DER HITLER-VERGLEICH VON HERTA DÄUBLER-GMELIN IST UNSINN: Populismus will gelernt sein
Herta Däubler-Gmelin gilt in ihrer Heimatstadt Tübingen als „Schwertgosch“. Was sie allerdings anlässlich einer Wahlversammlung in der Derendinger Sportgaststätte zum Besten gab, war überhaupt nicht scharfzüngig, sondern platt gewalzter Unsinn. Kann man sagen, Bush verfolge die gleichen Methoden wie Hitler, wenn er durch kriegerische Aktionen im Ausland von innenpolitischen Schwierigkeiten ablenken wolle? Wer auch nur eine schwache Ahnung von der Geschichte Nazideutschlands hat, der weiß, dass Hitler seine Angriffskriege nicht vorbereitet und geführt hat, weil er sonst der inneren Widersprüche in Deutschland nicht Herr geworden wäre. Die deutsche Aufrüstungspolitik, die mit ihr verbundene Konjunktur, der Rückgang der Arbeitslosigkeit – all dies stieß auf breiten Konsens in der deutschen Bevölkerung.

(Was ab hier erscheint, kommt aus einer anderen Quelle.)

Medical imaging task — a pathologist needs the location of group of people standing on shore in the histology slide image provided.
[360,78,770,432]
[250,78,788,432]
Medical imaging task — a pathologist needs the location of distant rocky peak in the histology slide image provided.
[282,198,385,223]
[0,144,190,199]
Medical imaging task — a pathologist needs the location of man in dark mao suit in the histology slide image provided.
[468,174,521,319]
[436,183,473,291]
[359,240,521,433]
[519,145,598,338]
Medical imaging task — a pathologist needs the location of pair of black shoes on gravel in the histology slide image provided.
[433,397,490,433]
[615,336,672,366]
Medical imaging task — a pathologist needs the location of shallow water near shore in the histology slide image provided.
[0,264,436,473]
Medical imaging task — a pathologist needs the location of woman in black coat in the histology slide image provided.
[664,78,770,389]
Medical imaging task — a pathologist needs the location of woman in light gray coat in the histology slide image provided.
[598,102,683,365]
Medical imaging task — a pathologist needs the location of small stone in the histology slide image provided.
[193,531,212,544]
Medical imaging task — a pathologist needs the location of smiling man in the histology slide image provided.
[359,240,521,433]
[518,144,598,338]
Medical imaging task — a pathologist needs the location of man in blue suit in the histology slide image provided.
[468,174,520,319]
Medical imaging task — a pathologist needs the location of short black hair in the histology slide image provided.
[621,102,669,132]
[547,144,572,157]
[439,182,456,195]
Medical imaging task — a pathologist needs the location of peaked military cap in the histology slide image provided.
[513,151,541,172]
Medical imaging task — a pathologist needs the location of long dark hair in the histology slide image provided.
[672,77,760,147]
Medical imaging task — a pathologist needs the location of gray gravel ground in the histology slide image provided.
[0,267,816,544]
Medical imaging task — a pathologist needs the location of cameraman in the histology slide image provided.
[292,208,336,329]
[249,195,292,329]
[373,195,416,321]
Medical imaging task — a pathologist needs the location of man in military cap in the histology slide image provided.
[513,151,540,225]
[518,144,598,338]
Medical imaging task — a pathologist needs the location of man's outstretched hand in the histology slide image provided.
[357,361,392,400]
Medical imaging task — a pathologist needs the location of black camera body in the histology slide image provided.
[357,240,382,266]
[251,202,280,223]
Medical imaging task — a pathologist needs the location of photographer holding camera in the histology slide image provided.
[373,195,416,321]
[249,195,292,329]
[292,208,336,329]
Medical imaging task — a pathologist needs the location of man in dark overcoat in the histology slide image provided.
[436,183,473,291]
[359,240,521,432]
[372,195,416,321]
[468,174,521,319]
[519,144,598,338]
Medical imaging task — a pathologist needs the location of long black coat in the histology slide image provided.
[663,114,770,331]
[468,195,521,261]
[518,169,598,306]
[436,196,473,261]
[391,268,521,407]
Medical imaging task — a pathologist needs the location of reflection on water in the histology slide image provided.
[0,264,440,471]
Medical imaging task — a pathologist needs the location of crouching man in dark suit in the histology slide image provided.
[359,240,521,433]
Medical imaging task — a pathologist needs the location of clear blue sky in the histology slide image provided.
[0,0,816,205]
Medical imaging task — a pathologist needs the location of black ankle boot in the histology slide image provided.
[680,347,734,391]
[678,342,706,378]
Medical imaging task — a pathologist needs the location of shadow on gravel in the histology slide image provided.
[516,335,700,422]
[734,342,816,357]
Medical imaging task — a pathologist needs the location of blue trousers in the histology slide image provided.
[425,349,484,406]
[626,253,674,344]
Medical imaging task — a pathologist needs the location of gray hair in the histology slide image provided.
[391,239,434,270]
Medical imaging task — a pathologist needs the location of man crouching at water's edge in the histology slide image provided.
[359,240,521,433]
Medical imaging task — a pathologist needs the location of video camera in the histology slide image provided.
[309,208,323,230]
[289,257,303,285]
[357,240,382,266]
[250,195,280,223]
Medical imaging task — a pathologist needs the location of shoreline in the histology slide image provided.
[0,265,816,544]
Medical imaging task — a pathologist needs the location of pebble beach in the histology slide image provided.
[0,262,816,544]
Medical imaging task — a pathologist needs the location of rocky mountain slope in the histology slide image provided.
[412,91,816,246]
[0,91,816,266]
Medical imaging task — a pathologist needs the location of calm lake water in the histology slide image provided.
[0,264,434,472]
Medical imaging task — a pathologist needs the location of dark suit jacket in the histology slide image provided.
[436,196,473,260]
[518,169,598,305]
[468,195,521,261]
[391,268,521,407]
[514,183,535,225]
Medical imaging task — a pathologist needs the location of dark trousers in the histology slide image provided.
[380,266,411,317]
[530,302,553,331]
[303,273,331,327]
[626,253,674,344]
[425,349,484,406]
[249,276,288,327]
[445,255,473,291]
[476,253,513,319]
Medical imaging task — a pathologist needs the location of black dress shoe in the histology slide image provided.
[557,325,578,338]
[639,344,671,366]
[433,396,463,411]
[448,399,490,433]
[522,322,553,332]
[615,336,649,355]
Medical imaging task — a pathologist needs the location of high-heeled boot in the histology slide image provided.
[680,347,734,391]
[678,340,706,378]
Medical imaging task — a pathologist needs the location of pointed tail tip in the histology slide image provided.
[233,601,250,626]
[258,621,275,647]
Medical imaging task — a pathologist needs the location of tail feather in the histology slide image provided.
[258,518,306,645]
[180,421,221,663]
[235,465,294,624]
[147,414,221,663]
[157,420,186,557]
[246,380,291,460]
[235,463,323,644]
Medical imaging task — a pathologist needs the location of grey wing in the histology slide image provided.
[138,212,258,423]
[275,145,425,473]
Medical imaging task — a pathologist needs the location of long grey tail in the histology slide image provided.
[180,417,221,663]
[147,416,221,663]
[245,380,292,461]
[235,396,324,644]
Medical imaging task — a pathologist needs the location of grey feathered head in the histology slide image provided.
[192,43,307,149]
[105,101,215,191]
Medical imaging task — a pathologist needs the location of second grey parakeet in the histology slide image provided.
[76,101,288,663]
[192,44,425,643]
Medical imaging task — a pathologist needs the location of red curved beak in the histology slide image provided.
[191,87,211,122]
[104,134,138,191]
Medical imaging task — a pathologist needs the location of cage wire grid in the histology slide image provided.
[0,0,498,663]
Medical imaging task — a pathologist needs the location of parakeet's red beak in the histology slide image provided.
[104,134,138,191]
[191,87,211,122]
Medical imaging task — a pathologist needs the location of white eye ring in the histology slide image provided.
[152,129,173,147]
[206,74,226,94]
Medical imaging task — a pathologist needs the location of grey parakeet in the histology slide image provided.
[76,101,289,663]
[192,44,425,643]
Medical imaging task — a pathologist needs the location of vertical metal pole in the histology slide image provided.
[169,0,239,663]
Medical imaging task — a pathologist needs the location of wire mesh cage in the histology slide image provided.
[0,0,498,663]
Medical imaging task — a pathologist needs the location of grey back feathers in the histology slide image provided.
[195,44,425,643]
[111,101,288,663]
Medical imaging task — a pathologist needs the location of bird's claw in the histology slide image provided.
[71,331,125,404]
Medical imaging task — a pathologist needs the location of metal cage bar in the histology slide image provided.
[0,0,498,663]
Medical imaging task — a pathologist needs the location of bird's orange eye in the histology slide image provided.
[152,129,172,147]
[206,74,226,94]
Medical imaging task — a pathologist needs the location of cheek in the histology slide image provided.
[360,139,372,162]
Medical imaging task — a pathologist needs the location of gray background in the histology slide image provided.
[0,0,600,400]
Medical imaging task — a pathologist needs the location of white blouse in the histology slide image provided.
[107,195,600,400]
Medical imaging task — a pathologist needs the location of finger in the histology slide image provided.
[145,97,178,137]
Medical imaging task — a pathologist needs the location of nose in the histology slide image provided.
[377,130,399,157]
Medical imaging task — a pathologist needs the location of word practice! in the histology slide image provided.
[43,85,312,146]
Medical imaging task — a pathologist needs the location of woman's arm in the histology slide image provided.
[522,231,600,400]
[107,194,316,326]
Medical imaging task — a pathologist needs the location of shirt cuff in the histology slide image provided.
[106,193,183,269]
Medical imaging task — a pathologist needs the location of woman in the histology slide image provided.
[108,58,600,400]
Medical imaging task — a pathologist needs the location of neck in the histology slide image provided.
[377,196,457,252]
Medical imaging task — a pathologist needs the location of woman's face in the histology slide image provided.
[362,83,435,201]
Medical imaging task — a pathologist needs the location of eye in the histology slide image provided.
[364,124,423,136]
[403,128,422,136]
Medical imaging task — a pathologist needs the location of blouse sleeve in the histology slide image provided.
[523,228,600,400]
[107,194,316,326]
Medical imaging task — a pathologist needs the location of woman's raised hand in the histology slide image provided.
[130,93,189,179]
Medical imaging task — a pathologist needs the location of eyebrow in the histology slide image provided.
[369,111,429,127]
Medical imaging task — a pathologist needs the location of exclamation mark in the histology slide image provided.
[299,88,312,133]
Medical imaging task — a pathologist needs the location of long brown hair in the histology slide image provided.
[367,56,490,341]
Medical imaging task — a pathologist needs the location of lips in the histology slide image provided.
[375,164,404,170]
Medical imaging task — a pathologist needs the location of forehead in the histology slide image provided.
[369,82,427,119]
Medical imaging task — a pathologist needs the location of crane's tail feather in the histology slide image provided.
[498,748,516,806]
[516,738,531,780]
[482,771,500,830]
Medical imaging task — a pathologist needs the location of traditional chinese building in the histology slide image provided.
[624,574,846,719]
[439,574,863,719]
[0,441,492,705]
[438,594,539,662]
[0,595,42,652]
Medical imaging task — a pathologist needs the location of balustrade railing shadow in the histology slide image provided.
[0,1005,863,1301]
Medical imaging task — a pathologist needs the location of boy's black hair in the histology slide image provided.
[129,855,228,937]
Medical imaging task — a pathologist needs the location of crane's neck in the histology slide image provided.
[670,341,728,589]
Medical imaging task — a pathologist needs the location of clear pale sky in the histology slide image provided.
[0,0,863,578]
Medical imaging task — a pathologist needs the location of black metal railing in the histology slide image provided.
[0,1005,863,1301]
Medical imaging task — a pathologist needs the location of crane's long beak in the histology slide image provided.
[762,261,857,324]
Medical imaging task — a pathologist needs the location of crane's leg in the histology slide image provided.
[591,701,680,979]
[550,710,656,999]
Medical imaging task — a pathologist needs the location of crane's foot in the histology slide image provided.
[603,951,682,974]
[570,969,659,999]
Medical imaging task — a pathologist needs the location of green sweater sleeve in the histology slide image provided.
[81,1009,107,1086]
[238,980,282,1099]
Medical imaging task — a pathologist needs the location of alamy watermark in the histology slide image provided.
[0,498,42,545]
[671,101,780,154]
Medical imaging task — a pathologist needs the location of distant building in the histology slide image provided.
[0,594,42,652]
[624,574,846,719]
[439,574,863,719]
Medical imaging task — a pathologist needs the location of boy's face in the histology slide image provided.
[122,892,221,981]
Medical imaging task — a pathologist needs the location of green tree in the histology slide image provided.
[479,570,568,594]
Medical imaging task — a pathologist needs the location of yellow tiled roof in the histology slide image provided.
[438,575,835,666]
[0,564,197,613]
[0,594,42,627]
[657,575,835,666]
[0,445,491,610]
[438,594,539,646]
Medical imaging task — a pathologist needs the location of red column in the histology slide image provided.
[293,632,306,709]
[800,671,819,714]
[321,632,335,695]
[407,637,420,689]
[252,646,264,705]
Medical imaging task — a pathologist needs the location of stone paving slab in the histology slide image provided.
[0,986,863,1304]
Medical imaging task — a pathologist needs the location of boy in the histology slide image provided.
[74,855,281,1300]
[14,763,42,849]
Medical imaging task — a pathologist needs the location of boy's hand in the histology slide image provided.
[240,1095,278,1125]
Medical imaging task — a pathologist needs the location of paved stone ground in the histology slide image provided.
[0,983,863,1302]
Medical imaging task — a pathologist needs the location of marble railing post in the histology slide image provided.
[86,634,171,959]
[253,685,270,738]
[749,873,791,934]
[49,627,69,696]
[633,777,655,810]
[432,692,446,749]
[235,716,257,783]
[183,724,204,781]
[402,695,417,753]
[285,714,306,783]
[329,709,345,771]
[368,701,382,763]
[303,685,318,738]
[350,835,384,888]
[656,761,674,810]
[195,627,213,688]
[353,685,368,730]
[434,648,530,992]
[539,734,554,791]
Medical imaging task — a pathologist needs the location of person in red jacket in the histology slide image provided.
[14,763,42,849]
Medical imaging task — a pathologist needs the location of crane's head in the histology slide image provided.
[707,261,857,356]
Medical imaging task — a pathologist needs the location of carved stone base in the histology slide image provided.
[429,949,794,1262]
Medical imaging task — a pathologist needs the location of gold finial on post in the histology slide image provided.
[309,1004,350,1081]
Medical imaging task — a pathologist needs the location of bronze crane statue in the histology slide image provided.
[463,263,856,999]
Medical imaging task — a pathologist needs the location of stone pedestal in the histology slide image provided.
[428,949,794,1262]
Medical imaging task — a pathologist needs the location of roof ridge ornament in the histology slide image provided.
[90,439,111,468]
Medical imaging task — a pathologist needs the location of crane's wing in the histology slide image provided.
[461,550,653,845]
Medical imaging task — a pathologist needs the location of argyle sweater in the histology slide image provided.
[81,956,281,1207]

Aber erfüllte Herta Däubler-Gmelins Vergleich wenigstens den politischen Zweck, das Herz des sozialdemokratisch-gewerkschaftlichen Publikums zu erwärmen, das auszusprechen, was viele fühlen, sich aber nicht zu sagen trauen? Auch linker Populismus will gelernt sein. Er muss sich auf eingeschliffene Vorurteile stützen. Zweifellos gibt es viele Menschen in Deutschland, die Bush als Kriegstreiber ansehen – für diese Haltung gibt es gute Gründe und sie hat überhaupt nichts gemein mit „antiamerikanischen“ Stereotypen. Die imperiale Kriegspolitik der USA wird aber in der deutschen Öffentlichkeit in keiner Weise mit Hitlers Vernichtungs- und Ausrottungskriegen in Verbindung gebracht. Der populistische Vorstoß der Justizministerin geht ins Leere.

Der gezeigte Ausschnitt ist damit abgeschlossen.